New contract would raise minimum pay for KU teaching assistants

Kansas University and a union representing KU graduate students have agreed on a contract that would raise the minimum salary for graduate teaching assistants at the university by $1,000 a year, an increase of about 7.7 percent.

Under the new terms, the salary floor for KU graduate teaching assistants would go from $13,000 to $14,000 for the 2014-15 school year and to $14,250 for 2015-16. KU said it expects the contract to be voted on by the Kansas Board of Regents at its June meeting.

Members of KU’s Graduate Teaching Assistants Coalition, a union originally founded in the 1990s and affiliated with the American Federation of Teachers, said the negotiations with administrators that started in early May were amicable and productive.

“I was very pleased with how negotiations went,” said Laurie Petty, a Ph.D. student in sociology at KU and a GTAC member who helped negotiate the new contract. “Everybody seemed to be on the same page with wanting to make changes that benefit GTAs and the university.”

The new minimum pay was calculated by the university based on available funds and would raise the pay of 39 percent of GTAs, said Ola Faucher, director of KU’s human resources office.
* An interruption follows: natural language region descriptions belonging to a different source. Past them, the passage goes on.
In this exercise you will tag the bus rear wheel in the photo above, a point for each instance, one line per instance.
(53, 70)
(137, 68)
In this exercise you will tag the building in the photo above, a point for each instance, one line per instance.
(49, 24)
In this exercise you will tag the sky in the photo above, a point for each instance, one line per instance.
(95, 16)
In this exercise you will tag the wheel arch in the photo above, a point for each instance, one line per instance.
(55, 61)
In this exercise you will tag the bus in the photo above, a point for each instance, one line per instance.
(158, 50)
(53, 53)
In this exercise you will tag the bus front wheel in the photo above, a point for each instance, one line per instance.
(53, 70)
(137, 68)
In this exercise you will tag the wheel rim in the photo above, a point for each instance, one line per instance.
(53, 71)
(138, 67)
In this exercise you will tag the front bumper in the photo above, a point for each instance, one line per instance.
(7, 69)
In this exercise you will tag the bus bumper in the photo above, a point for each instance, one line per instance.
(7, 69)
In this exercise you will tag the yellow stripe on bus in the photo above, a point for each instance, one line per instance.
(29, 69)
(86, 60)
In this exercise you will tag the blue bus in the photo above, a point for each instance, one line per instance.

KU’s long-term strategic plan calls for an increase in graduate student pay to help advance recruitment efforts. In fall 2013, the average salary for GTAs with a 9-month appointment was $15,072, according to the KU Office of Institutional Research and Planning. At the time KU had 1,108 GTAs.
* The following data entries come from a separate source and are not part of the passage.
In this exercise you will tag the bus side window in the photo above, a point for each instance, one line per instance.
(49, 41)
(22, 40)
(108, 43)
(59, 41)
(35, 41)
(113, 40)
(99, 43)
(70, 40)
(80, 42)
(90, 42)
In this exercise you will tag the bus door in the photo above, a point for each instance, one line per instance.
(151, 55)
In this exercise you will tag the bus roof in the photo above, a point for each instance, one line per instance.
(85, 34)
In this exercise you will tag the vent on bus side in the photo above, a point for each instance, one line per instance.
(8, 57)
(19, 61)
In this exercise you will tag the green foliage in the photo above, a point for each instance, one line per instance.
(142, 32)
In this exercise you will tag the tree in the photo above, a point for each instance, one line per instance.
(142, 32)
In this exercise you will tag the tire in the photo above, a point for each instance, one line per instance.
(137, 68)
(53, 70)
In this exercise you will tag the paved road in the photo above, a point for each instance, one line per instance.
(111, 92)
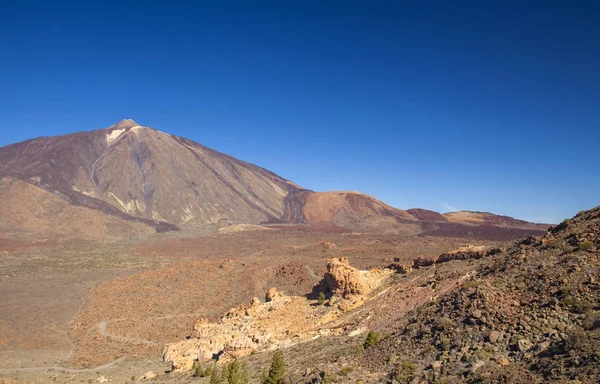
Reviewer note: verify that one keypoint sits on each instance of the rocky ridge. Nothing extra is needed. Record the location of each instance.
(531, 314)
(279, 322)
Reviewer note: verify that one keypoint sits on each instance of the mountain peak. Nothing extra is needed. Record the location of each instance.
(123, 124)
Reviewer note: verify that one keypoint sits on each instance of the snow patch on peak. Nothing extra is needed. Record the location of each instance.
(114, 135)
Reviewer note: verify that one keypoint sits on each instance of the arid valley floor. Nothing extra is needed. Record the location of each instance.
(76, 310)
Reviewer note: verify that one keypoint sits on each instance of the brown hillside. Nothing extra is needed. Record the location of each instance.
(25, 208)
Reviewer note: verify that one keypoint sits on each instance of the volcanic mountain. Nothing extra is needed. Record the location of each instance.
(167, 182)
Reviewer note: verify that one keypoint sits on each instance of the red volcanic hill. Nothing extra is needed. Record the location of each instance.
(154, 179)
Across the U.S., the average wage for college GTAs in 2013 was $31,810, more than twice that of GTAs at KU, according to the U.S. Bureau of Labor Statistics.

In a statement KU Chancellor Bernadette Gray-Little said, “This agreement rewards graduate students for their contributions as instructors and will help us recruit talented scholars to continue their studies at KU.”

GTAs could see further boosts to their salary under pay increases in KU’s most recent tuition proposal to the regents. The proposal calls for merit-based raises and would allow for an average increase of 1.75 percent for faculty and staff across the university, including graduate student workers.

Merit increases for GTAs under the proposal would total $290,000, according to figures provided by KU’s public affairs office. Raises for graduate research assistants would cost the university an additional $7,000.

KU administration opened the negotiations over the GTA contract this spring after it had remained unchanged since 2010. Petty said that more than a third of union members voted on the new contract, and it “passed overwhelmingly” among the voting members.

The new contract will last for two years, down from the typical three-year contract of years past. GTAC had requested the change.

“In the past after negotiations, things die down a bit over the next three years,” said Shane Willson, a Ph.D. in sociology at KU and a GTAC negotiator. “When it’s time to negotiate again, the people who were active last time have graduated and gone off.”

The two-year contract will make it easier for the union to establish continuity for its goals and “help the next generation along,” Willson said.